Functional Deficits in nNOSμ-Deficient Skeletal Muscle: Myopathy in nNOS Knockout Mice
Justin M. Percival, Kendra N. E. Anderson, Paul Gregorevic, Jeffrey S. Chamberlain, Stanley C. Froehner
PLOS ONE , 2008, DOI: 10.1371/journal.pone.0003387
Abstract: Skeletal muscle nNOSμ (neuronal nitric oxide synthase mu) localizes to the sarcolemma through interaction with the dystrophin-associated glycoprotein (DAG) complex, where it synthesizes nitric oxide (NO). Disruption of the DAG complex occurs in dystrophinopathies and sarcoglycanopathies, two genetically distinct classes of muscular dystrophy characterized by progressive loss of muscle mass, muscle weakness and increased fatigability. DAG complex instability leads to mislocalization and downregulation of nNOSμ; but this is thought to play a minor role in disease pathogenesis. This view persists without knowledge of the role of nNOS in skeletal muscle contractile function in vivo and has influenced gene therapy approaches to dystrophinopathy, the majority of which do not restore sarcolemmal nNOSμ. We address this knowledge gap by evaluating skeletal muscle function in nNOS knockout (KN1) mice using an in situ approach, in which the muscle is maintained in its normal physiological environment. nNOS-deficiency caused reductions in skeletal muscle bulk and maximum tetanic force production in male mice only. Furthermore, nNOS-deficient muscles from both male and female mice exhibited increased susceptibility to contraction-induced fatigue.
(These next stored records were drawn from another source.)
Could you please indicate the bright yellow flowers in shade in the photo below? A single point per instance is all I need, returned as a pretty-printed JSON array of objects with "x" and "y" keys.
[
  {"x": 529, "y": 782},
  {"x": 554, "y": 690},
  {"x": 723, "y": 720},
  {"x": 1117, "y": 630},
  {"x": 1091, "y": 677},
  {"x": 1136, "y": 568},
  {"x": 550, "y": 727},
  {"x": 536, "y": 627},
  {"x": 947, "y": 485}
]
These data suggest that aberrant nNOSμ signaling can negatively impact three important clinical features of dystrophinopathies and sarcoglycanopathies: maintenance of muscle bulk, force generation and fatigability. Our study suggests that restoration of sarcolemmal nNOSμ expression in dystrophic muscles may be more important than previously appreciated and that it should be a feature of any fully effective gene therapy-based intervention.